Recently, Mitchell Langbert, Anthony Quain, and Daniel Klein published their findings on faculty voter registration in the fields of economics, history, journalism, law, and psychology. Their work is now the most recent snapshot we have of the politics of American professors. This blog post briefly summarizes their methodology, findings, and conclusions.
To explore the politics of faculty members in the United States, Langbert, Quain, and Klein obtained the voter registrations of all faculty in five kinds of departments at 40 leading universities. Voter registration is public information and was obtained in this study through the Aristotle database. Due to differences in state policy over the storage of voter registration in a database such as Aristotle, their analysis was limited to universities within 30 states. Nonetheless, check out these disturbing findings:
• Registered Democrats outnumber registered Republicans in the academic departments of Economics, History, Journalism, Law, and Psychology. In most cases the discrepancies were higher than previously reported (see Klein & Stern, 2005; Klein & Stern, 2009).

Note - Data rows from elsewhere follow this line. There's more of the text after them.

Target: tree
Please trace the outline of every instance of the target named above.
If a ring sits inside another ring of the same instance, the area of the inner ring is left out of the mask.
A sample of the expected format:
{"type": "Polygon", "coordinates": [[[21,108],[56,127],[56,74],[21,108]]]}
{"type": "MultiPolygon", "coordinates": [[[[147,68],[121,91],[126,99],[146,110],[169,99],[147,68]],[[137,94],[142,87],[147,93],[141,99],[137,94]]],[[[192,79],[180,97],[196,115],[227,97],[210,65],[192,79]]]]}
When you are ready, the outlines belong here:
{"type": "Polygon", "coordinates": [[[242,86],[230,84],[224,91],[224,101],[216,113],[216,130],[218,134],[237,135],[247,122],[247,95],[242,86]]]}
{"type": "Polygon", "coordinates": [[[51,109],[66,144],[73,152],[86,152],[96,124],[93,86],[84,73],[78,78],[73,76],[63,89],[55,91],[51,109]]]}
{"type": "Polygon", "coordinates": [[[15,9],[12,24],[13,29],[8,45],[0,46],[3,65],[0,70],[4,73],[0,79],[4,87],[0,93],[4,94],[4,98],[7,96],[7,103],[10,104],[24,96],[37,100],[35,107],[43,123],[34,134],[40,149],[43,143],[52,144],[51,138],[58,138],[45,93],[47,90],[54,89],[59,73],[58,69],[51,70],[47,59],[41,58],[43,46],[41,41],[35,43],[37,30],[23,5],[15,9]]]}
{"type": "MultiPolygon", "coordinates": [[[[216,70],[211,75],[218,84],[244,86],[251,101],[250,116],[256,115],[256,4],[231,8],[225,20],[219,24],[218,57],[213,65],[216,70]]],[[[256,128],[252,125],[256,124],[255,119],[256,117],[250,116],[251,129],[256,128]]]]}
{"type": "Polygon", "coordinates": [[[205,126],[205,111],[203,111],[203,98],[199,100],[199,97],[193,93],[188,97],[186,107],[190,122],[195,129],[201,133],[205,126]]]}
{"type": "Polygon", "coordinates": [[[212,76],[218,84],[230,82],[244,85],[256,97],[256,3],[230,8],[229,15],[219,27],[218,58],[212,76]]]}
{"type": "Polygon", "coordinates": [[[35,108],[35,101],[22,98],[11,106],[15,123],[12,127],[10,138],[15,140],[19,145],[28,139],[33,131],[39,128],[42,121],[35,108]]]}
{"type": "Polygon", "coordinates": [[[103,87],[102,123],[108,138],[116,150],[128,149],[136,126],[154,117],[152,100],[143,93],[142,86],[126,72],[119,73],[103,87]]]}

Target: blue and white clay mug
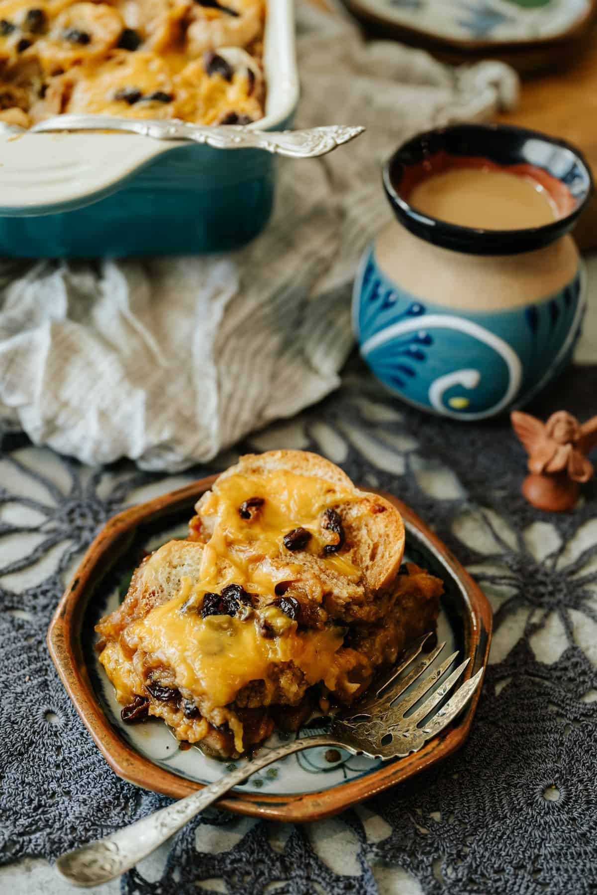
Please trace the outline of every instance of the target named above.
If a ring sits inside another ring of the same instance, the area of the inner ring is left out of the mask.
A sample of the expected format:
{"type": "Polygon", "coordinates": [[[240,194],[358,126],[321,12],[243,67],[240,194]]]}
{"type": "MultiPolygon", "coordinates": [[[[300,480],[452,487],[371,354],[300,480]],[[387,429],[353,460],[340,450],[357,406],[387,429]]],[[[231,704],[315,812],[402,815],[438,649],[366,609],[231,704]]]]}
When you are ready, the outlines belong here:
{"type": "Polygon", "coordinates": [[[507,125],[462,124],[420,134],[386,163],[397,220],[363,256],[353,320],[361,353],[403,400],[461,420],[522,406],[569,362],[585,306],[569,234],[593,190],[572,146],[507,125]],[[414,184],[484,161],[532,174],[559,209],[518,230],[448,224],[409,205],[414,184]]]}

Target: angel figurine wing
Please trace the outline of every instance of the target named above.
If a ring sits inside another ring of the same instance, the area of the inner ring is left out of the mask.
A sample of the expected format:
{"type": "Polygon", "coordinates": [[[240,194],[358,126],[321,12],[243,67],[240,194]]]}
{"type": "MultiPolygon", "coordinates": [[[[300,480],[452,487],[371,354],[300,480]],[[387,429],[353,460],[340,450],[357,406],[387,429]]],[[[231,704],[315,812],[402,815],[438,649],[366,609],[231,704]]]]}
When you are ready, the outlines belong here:
{"type": "MultiPolygon", "coordinates": [[[[567,447],[569,448],[570,445],[567,447]]],[[[591,482],[594,472],[593,464],[576,448],[571,451],[567,468],[573,482],[591,482]]]]}
{"type": "Polygon", "coordinates": [[[514,410],[510,420],[518,439],[529,455],[529,471],[542,473],[559,446],[549,437],[545,424],[535,416],[514,410]]]}
{"type": "Polygon", "coordinates": [[[588,454],[597,446],[597,416],[587,420],[580,427],[581,435],[576,441],[576,448],[583,454],[588,454]]]}

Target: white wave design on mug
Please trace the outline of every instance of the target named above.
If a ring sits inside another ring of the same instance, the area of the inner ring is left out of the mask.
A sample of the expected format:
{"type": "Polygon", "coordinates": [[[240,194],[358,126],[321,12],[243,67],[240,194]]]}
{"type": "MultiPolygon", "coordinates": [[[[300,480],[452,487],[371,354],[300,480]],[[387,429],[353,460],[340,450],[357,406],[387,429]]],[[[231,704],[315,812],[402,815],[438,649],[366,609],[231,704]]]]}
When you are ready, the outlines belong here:
{"type": "Polygon", "coordinates": [[[371,336],[371,338],[363,343],[361,352],[363,357],[366,357],[375,348],[391,342],[397,336],[414,332],[417,329],[431,329],[434,328],[439,329],[456,329],[457,332],[465,333],[465,335],[476,338],[479,342],[482,342],[483,345],[489,345],[490,348],[492,348],[499,354],[506,363],[508,371],[508,384],[505,395],[488,410],[474,413],[448,410],[442,404],[442,398],[447,389],[453,385],[462,385],[465,388],[476,388],[481,382],[481,373],[479,371],[471,369],[457,370],[452,373],[447,373],[445,376],[440,376],[429,388],[429,400],[434,410],[437,410],[438,413],[442,413],[444,416],[451,416],[457,420],[481,420],[485,416],[492,416],[495,413],[499,413],[500,410],[503,410],[504,407],[507,406],[514,400],[520,388],[523,378],[523,365],[520,358],[502,338],[495,336],[483,327],[479,326],[478,323],[473,323],[472,320],[466,320],[460,317],[451,317],[449,315],[444,316],[443,314],[429,314],[415,320],[403,320],[400,323],[394,323],[392,326],[388,327],[387,329],[383,329],[371,336]]]}

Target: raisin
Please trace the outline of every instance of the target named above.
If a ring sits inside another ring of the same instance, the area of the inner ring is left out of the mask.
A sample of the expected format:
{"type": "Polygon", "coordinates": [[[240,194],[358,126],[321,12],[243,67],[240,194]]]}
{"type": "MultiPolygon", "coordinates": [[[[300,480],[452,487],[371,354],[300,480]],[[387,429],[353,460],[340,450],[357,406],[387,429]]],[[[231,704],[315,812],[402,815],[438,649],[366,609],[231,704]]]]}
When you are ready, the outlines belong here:
{"type": "Polygon", "coordinates": [[[78,28],[65,28],[62,36],[69,44],[79,44],[80,47],[87,47],[91,43],[91,35],[87,31],[79,30],[78,28]]]}
{"type": "MultiPolygon", "coordinates": [[[[221,122],[224,124],[226,122],[221,122]]],[[[254,516],[257,516],[257,511],[260,509],[265,500],[263,498],[249,498],[248,500],[243,500],[241,504],[241,508],[238,511],[238,515],[241,519],[252,519],[254,516]]]]}
{"type": "Polygon", "coordinates": [[[232,70],[232,65],[223,56],[218,55],[217,53],[206,53],[203,56],[203,64],[209,77],[214,74],[219,74],[225,81],[232,81],[232,76],[235,73],[232,70]]]}
{"type": "Polygon", "coordinates": [[[326,544],[323,548],[323,552],[326,554],[337,553],[344,546],[344,542],[346,540],[340,514],[335,509],[327,509],[321,519],[321,527],[337,535],[337,542],[335,544],[326,544]]]}
{"type": "Polygon", "coordinates": [[[128,103],[129,106],[134,106],[142,96],[143,94],[137,87],[123,87],[122,90],[116,90],[114,98],[116,102],[122,100],[124,103],[128,103]]]}
{"type": "Polygon", "coordinates": [[[248,115],[239,115],[238,112],[228,112],[222,118],[220,124],[252,124],[252,118],[248,115]]]}
{"type": "Polygon", "coordinates": [[[230,6],[223,6],[218,0],[194,0],[198,6],[205,6],[206,9],[218,9],[220,13],[226,13],[227,15],[239,16],[240,13],[237,13],[235,9],[232,9],[230,6]]]}
{"type": "Polygon", "coordinates": [[[287,550],[303,550],[311,541],[311,532],[305,528],[293,528],[282,539],[287,550]]]}
{"type": "Polygon", "coordinates": [[[39,34],[46,27],[46,13],[43,9],[30,9],[25,16],[23,30],[31,34],[39,34]]]}
{"type": "Polygon", "coordinates": [[[237,600],[239,603],[244,603],[245,606],[251,606],[251,594],[247,593],[243,587],[240,584],[226,584],[222,590],[223,597],[233,597],[237,600]]]}
{"type": "Polygon", "coordinates": [[[190,699],[183,700],[183,714],[185,718],[200,718],[201,712],[190,699]]]}
{"type": "Polygon", "coordinates": [[[272,606],[277,606],[281,612],[287,615],[293,621],[297,621],[301,614],[301,604],[294,597],[278,597],[274,600],[272,606]]]}
{"type": "Polygon", "coordinates": [[[154,93],[149,93],[147,97],[144,97],[145,102],[154,102],[154,103],[171,103],[174,97],[171,93],[165,93],[164,90],[155,90],[154,93]]]}
{"type": "Polygon", "coordinates": [[[145,689],[160,703],[174,703],[180,696],[180,693],[175,688],[162,686],[161,684],[154,684],[153,682],[146,684],[145,689]]]}
{"type": "Polygon", "coordinates": [[[238,601],[234,596],[225,596],[223,593],[208,592],[203,597],[201,618],[210,615],[235,616],[238,612],[238,601]]]}
{"type": "Polygon", "coordinates": [[[149,701],[145,696],[135,696],[129,705],[125,705],[120,712],[120,717],[127,724],[133,721],[144,721],[147,718],[149,701]]]}
{"type": "Polygon", "coordinates": [[[143,38],[139,31],[135,31],[133,28],[125,28],[118,38],[116,47],[119,50],[130,50],[134,53],[142,43],[143,38]]]}

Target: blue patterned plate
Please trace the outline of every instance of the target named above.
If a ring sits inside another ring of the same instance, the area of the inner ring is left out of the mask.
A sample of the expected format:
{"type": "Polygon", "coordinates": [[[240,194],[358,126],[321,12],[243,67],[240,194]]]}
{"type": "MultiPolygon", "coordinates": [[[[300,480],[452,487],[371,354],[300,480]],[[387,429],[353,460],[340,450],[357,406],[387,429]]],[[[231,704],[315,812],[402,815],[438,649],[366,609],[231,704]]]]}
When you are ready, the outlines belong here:
{"type": "MultiPolygon", "coordinates": [[[[110,520],[83,558],[48,631],[50,652],[63,682],[110,765],[131,782],[175,797],[216,780],[235,763],[207,758],[197,747],[181,746],[159,720],[124,724],[121,706],[94,650],[94,626],[124,598],[140,556],[172,537],[184,535],[193,503],[212,482],[213,477],[204,479],[110,520]]],[[[461,656],[471,657],[468,678],[487,661],[489,604],[465,569],[412,511],[385,496],[396,503],[405,519],[406,558],[444,582],[438,634],[447,642],[444,656],[448,650],[459,650],[461,656]]],[[[457,748],[468,733],[475,706],[476,697],[456,723],[415,756],[382,763],[337,749],[313,748],[253,775],[222,804],[237,812],[286,820],[334,814],[457,748]]],[[[262,748],[272,748],[284,737],[315,732],[318,724],[313,719],[298,734],[275,734],[262,748]]]]}
{"type": "Polygon", "coordinates": [[[358,16],[465,48],[567,37],[588,24],[591,0],[345,0],[358,16]]]}

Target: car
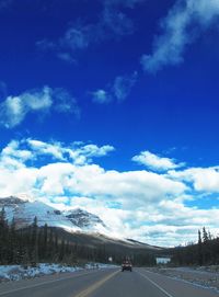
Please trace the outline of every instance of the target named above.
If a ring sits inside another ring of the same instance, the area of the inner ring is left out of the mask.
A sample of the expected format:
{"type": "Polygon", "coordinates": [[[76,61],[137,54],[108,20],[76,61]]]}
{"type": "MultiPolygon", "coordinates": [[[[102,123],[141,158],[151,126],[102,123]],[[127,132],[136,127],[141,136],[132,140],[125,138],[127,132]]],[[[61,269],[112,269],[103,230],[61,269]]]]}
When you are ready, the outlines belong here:
{"type": "Polygon", "coordinates": [[[132,265],[131,265],[130,261],[124,261],[123,262],[122,272],[124,272],[124,271],[129,271],[129,272],[132,271],[132,265]]]}

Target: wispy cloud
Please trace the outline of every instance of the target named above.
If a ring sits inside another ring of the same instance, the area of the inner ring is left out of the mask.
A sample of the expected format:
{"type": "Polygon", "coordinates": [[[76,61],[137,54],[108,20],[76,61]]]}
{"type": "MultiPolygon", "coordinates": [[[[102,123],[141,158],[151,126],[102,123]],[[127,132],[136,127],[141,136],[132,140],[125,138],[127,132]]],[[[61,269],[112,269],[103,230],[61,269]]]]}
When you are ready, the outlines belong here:
{"type": "Polygon", "coordinates": [[[93,98],[93,102],[100,103],[100,104],[110,103],[113,100],[112,95],[107,91],[102,90],[102,89],[99,89],[95,92],[92,92],[92,98],[93,98]]]}
{"type": "Polygon", "coordinates": [[[218,0],[177,0],[161,22],[163,33],[154,38],[151,55],[143,55],[146,71],[157,72],[184,60],[184,52],[203,31],[219,21],[218,0]]]}
{"type": "Polygon", "coordinates": [[[174,159],[160,157],[148,150],[141,151],[140,155],[132,157],[131,160],[153,171],[168,171],[185,165],[185,163],[176,163],[174,159]]]}
{"type": "Polygon", "coordinates": [[[108,84],[105,90],[99,89],[92,92],[93,102],[106,104],[112,101],[122,102],[129,95],[136,84],[138,73],[135,71],[131,76],[118,76],[113,84],[108,84]]]}
{"type": "Polygon", "coordinates": [[[43,50],[55,52],[57,57],[65,61],[72,62],[76,60],[76,53],[85,50],[91,45],[132,34],[135,24],[128,16],[127,9],[131,10],[140,2],[142,0],[101,1],[102,12],[97,22],[84,23],[79,19],[71,23],[57,41],[45,38],[36,45],[43,50]]]}
{"type": "Polygon", "coordinates": [[[5,128],[14,128],[20,125],[30,113],[46,113],[54,108],[57,112],[79,114],[79,108],[73,99],[64,89],[44,87],[25,91],[20,95],[7,96],[0,103],[0,125],[5,128]]]}

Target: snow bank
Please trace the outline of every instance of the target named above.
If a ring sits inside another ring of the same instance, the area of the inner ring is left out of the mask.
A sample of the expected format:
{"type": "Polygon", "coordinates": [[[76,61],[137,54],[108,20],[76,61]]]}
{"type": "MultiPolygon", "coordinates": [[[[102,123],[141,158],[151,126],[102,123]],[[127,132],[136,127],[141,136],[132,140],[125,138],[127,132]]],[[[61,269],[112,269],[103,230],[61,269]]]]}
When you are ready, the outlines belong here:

• The discrepancy was lowest for Economics departments (4.5:1) and highest for History departments (33.5:1).
• A good number of departments have no registered Republicans.
• Discrepancies are higher at more prestigious universities.
• Assistant professors are least likely to be Republicans; thus, discrepancies are lower among older professors and among higher-ranked professors.
• Consistent with the findings of Abrams, discrepancies were higher at universities in New England.
• The overall ratio across all departments was roughly 10 Democrats to 1 Republican.
• In total, Langbert et al. looked up the voter registration of 7,243 professors. They found 3,623 registered Democrats and 314 Republicans.
Increased Discrepancy Due to These Specific Mechanisms in Academia
Langbert et al. finds the overall ratio of registered Democrats to Republicans has increased over time, from roughly 3.5:1 in 1970 to roughly 8:1 in 2004 to roughly 10:1 in 2016. They further suggest that one of the reasons for this increased discrepancy may be due to three specific mechanisms present in academia:
1. Sacred values are likely to impact a given professor’s political outlook. Typically, these values cannot be divorced from that professor’s scholarship and may impact what is considered a worthy topic of study, what methods to employ in one’s investigation, and how one interprets their findings. The role of sacred values makes groupthink theory applicable to the professoriate.
2. Academia is made up of distinct disciplinary pyramids that are sustained as departments within a university. The apex of these pyramids consists of the top departments for a given discipline. These departments typically produce most of the Ph.D.’s and then subsequently place those Ph.D.’s in other top departments.
3. The success of an individual research career is linked to one’s department. The members of a department vote on who to hire, how much to pay that hire, and ultimately whether that new hire, if they accept the job, will be promoted, and receive tenure.
“Once the apex of the disciplinary pyramid becomes predominantly left leaning, it will sweep left-leaners into positions throughout the pyramid (or, at least, it will exclude vibrant dissenters). At the micro level of a particular university department – no matter where in the pyramid – once it has a majority of left leaners, it will, in serving, enjoying, protecting, advancing, and purifying sacred values, tend to hire more left leaners (or at least not vibrant dissenters)” (Langbert et al., 2016, p. 428).
The increasing sweep of left-leaners into positions throughout the pyramid is evident when, on the one hand, one considers that only 10 universities had an overall ratio of Democrat to Republican of less than 9:1. On the other hand, 14 universities had an overall ratio of Democrat to Republican of greater than 20:1.